Rabba Main Kya Karoon () is 2013 Indian Hindi-language romantic comedy film directed by Amrit Sagar Chopra and produced by Moti Sagar. The film features Akash Sagar Chopra, Arshad Warsi, Paresh Rawal, Tahira Kochhar and Riya Sen as main characters.

Plot
Rabba Main Kya Karoon  revolves around two brothers Shrawan (Arshad Warsi) and his younger brother Sahil (Akash Sagar Chopra) who is getting married lavishly in a typical Indian style in Delhi.

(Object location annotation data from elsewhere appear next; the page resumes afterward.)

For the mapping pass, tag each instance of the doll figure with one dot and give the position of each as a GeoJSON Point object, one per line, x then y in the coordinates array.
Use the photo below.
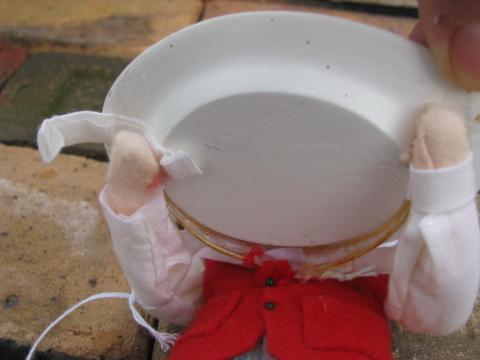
{"type": "Point", "coordinates": [265, 309]}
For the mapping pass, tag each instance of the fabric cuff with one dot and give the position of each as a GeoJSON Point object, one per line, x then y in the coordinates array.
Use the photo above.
{"type": "Point", "coordinates": [443, 189]}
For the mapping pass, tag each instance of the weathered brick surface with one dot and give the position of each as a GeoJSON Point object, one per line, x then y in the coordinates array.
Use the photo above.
{"type": "Point", "coordinates": [50, 84]}
{"type": "Point", "coordinates": [399, 25]}
{"type": "Point", "coordinates": [121, 28]}
{"type": "Point", "coordinates": [55, 251]}
{"type": "Point", "coordinates": [11, 58]}
{"type": "Point", "coordinates": [406, 3]}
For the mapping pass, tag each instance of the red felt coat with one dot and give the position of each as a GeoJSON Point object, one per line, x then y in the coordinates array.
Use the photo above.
{"type": "Point", "coordinates": [325, 319]}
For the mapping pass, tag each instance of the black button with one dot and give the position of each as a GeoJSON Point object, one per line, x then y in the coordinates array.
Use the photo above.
{"type": "Point", "coordinates": [269, 305]}
{"type": "Point", "coordinates": [270, 282]}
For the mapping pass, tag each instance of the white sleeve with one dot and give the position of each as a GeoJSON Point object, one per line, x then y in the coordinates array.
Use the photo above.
{"type": "Point", "coordinates": [159, 265]}
{"type": "Point", "coordinates": [436, 271]}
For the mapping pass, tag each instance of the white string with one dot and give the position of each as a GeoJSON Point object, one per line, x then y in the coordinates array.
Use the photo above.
{"type": "Point", "coordinates": [165, 340]}
{"type": "Point", "coordinates": [368, 271]}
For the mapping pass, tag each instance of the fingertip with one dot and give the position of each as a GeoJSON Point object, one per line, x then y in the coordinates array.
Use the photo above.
{"type": "Point", "coordinates": [418, 35]}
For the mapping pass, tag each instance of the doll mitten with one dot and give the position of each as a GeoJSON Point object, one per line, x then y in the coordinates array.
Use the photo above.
{"type": "Point", "coordinates": [133, 175]}
{"type": "Point", "coordinates": [441, 139]}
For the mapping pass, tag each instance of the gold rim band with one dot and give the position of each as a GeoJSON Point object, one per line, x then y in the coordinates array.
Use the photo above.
{"type": "Point", "coordinates": [349, 249]}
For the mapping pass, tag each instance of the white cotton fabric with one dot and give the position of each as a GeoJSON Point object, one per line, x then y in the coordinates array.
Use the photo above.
{"type": "Point", "coordinates": [434, 265]}
{"type": "Point", "coordinates": [93, 127]}
{"type": "Point", "coordinates": [434, 262]}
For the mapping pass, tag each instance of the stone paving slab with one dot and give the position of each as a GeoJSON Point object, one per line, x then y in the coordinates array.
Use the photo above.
{"type": "Point", "coordinates": [461, 345]}
{"type": "Point", "coordinates": [120, 28]}
{"type": "Point", "coordinates": [400, 25]}
{"type": "Point", "coordinates": [55, 250]}
{"type": "Point", "coordinates": [50, 84]}
{"type": "Point", "coordinates": [11, 58]}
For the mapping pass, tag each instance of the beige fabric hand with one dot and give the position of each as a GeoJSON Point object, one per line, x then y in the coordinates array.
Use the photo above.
{"type": "Point", "coordinates": [134, 173]}
{"type": "Point", "coordinates": [441, 139]}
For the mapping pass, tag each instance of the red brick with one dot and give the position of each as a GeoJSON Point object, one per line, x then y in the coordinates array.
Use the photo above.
{"type": "Point", "coordinates": [400, 25]}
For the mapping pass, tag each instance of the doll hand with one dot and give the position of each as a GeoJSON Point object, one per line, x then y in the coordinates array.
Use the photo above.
{"type": "Point", "coordinates": [441, 139]}
{"type": "Point", "coordinates": [134, 173]}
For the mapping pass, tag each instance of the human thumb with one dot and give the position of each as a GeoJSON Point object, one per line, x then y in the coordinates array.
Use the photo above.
{"type": "Point", "coordinates": [452, 31]}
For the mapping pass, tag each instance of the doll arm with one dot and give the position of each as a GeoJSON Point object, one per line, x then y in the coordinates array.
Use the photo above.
{"type": "Point", "coordinates": [436, 270]}
{"type": "Point", "coordinates": [159, 265]}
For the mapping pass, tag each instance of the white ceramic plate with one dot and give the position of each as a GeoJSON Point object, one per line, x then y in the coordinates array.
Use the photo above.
{"type": "Point", "coordinates": [297, 121]}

Sahil is eager to marry his childhood sweetheart Sneha (Tahira Kochhar), until older brother Shrawan joins the celebration, encouraging Sahil to do what men do by cheating on his wife. Shrawan is only teaching Sahil what he learnt from their uncles (Paresh Rawal, Tinnu Anand and Shakti Kapoor), whose mantra for a successful married life is "In order to live a happy married life, one must cheat on his wife!"

Cast
 Akash Sagar Chopra as Sahil
Tahira Kochhar as Sneha
Arshad Warsi as Shrawan Singh Choudhary
Riya Sen as Namrata/Nammo
Raj Babbar as Choudhary Shebaar Karan Singh/Tauji
Anuradha Patel as Gunjan
Varun Sharma as Gagan
Paresh Rawal as Popat Mama
Sushmita Mukherjee as Babita Mami
Shakti Kapoor as Narendra Suri/Harry
 Supriya Karnik as Bubble
Rakesh Bedi as Sneha's Father
Navni Parihar as Sneha's Mother
Tinnu Anand as Gujral Mama
Himani Shivpuri as Dolly Mama
 Tanisha Pawar as Megha
 Anmol Karnik as Bass Guitarist
 Dhruvee Haldankar as Sneha's friend

Soundtrack

The official soundtrack was composed by duo Salim–Sulaiman and consists of 6 tracks.